In keeping with the priorities of a conservation area, use of pesticides is simply not permissible. We had to give up on humane traps too and simply snap trap the rats. The dogs have done their share, but the cats are not permitted in the tool shed (fuels, oils, fumes, sharp tools) and the rats took advantage of this. We found scraps torn at one end of the 20 foot container dragged all the way to the other end for a nest. There were several nests. Both generators had extensive wiring destroyed, the VHF radio battery chargers wires were destroyed. The smell of rat was almost overwhelming.

Our workmen Jean and Avener and I spent a morning pulling everything out of the tool locker, cleaning the locker and its contents, throwing away damaged things like brushes and heaps of things used for nests. We swept out mounds of, well, rat leavings. Diatomaceous earth was liberally sprinkled to combat the roaches and the rat traps were set with good effect.

I rewired the VHF battery chargers and repaired an extension cord, the two generators were delivered to a local repair person. One of the weed whackers managed to go down at this same time, it’s already back in service as are the two generators.

Interspersed with all these activities was an ongoing battle with an incredibly persistent swarm of bees. They had had a nest about 1/8 of a mile away in the container we moved onto the Preserve in the spring. With winter coming they are looking for a new home. They found the container and it took three days of smoky smudge fires to keep them from moving in. As I was busy lifting storage boxes, bath tub and other items off the floor of the kitchen container (to put 4 x 4’s underneath so we can hose clean everything) I had to stop every few minutes to chase more bees. Starting a small smudge helped but it didn’t do much for the air in the locker I was working in.
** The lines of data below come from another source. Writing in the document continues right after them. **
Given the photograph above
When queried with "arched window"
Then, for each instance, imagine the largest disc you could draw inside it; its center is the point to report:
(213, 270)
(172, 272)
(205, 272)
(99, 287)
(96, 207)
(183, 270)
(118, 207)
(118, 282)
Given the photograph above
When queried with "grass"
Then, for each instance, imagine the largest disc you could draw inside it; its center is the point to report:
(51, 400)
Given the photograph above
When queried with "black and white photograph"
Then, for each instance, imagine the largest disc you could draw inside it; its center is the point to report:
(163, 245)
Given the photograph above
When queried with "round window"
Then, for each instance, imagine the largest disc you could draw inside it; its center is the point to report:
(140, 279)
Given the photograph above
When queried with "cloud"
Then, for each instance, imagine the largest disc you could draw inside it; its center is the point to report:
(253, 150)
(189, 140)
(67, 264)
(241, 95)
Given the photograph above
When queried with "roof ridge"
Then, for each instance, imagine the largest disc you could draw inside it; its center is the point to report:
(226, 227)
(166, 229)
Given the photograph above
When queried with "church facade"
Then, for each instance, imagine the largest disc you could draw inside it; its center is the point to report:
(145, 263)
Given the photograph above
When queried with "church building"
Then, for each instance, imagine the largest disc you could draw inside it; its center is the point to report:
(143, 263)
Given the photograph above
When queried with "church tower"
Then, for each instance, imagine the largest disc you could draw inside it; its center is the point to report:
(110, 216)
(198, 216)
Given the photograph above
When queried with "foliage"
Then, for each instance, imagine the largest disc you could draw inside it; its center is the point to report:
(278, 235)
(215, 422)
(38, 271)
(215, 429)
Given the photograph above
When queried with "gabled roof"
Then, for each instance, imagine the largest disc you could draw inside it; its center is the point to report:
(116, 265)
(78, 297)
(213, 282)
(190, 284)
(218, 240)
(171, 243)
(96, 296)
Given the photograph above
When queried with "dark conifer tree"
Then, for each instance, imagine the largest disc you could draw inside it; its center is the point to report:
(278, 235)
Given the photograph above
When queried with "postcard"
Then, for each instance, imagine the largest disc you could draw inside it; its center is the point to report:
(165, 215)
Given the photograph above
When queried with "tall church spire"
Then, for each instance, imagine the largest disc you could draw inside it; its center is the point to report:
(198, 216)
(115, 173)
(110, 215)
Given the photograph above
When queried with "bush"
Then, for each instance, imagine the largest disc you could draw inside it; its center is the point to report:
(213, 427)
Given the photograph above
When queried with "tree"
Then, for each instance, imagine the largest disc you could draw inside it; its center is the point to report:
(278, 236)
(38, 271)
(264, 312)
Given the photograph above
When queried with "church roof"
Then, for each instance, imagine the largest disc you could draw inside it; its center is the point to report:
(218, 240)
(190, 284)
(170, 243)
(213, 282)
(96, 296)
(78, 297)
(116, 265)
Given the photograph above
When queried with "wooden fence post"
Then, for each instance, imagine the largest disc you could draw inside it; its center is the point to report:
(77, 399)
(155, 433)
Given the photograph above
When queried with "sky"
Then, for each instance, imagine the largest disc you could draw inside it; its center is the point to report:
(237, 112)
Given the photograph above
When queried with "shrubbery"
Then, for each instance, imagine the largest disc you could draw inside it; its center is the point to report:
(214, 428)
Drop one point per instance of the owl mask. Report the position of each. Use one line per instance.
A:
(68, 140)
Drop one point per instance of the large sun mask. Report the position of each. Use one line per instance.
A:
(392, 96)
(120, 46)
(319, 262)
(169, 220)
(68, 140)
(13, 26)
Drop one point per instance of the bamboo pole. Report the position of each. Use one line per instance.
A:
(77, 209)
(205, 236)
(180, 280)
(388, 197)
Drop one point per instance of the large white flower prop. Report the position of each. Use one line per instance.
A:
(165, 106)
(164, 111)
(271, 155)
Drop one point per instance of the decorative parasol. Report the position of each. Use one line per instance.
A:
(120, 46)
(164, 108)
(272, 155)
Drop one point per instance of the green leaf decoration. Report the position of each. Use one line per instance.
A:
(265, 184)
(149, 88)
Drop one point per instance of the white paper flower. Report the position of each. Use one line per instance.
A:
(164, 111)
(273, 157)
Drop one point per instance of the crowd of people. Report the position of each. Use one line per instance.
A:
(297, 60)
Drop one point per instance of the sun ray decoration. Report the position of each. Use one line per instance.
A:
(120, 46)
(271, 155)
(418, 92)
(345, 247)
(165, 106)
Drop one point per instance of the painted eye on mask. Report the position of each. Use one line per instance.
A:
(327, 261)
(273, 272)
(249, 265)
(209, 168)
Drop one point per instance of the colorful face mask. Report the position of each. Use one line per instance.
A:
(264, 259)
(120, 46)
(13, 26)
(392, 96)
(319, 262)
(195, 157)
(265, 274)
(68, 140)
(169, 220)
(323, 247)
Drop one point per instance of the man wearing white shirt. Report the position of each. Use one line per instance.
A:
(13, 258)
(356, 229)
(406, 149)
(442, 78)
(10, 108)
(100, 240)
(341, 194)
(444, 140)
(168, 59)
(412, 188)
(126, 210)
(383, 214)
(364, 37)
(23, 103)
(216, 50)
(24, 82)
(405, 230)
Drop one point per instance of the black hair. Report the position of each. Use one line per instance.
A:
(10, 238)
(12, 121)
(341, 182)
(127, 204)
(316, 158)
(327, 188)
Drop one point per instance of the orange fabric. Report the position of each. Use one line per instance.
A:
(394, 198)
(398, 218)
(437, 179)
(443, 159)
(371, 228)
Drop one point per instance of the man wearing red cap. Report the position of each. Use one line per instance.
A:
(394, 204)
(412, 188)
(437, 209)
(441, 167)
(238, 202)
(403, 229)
It’s sad that we are not equipped to set up hives to encourage the bees. I heard bees invaded a home in Treasure Cay and honey was pouring down a wall.

All of this was background to clearing incredible vines, some with stems a half inch thick, that are threatening juvenile pine trees in an open area that had once been illegally cleared for a farm. The Brazilian peppers trees are 20 feet tall and impenetrably thick on the farm. They are invading not only the same small area where the vines are worst, they are spreading along the entire farm border of the Preserve, along with Lantana sage. It took over a week to clear the jungle that had overtaken the dogs’ large pen. I’m hoeing once a week, yet in two days after a thorough clean up some of the vine sprouts are an inch high.

Hunting season started Sept 28 so soon there will be hunters, guns and dogs to contend with.

Meanwhile, the weather has been spectacular: brilliant sun, wonderful clouds, gentle breezes and everything just as green as it can be. Nights are cooling off a bit, the horses are plump with all the good forage. We hope hurricane season continues benign.

This winter is going to be an important one, perhaps the most important one so far in the struggle to bring the Abaco Wild Horses back from the edge of extinction. We await our vet and an important meeting with our home ministry, the Ministry of the Environment, is scheduled.

We extend heartfelt thanks to all of you who continue to support us and ask that you invite friends to join you in your efforts. It’s hard to ask for more when some of you are doing so much, but it has been a very rough year economically, the men are way behind in getting paid. We have nearly 200 fans on the Arkwild Facebook page. If each of those fans pledged $120 per Year, ($10 per month) we would be able to cover the men’s monthly wages.

Thank you for believing that Extinction is not an option.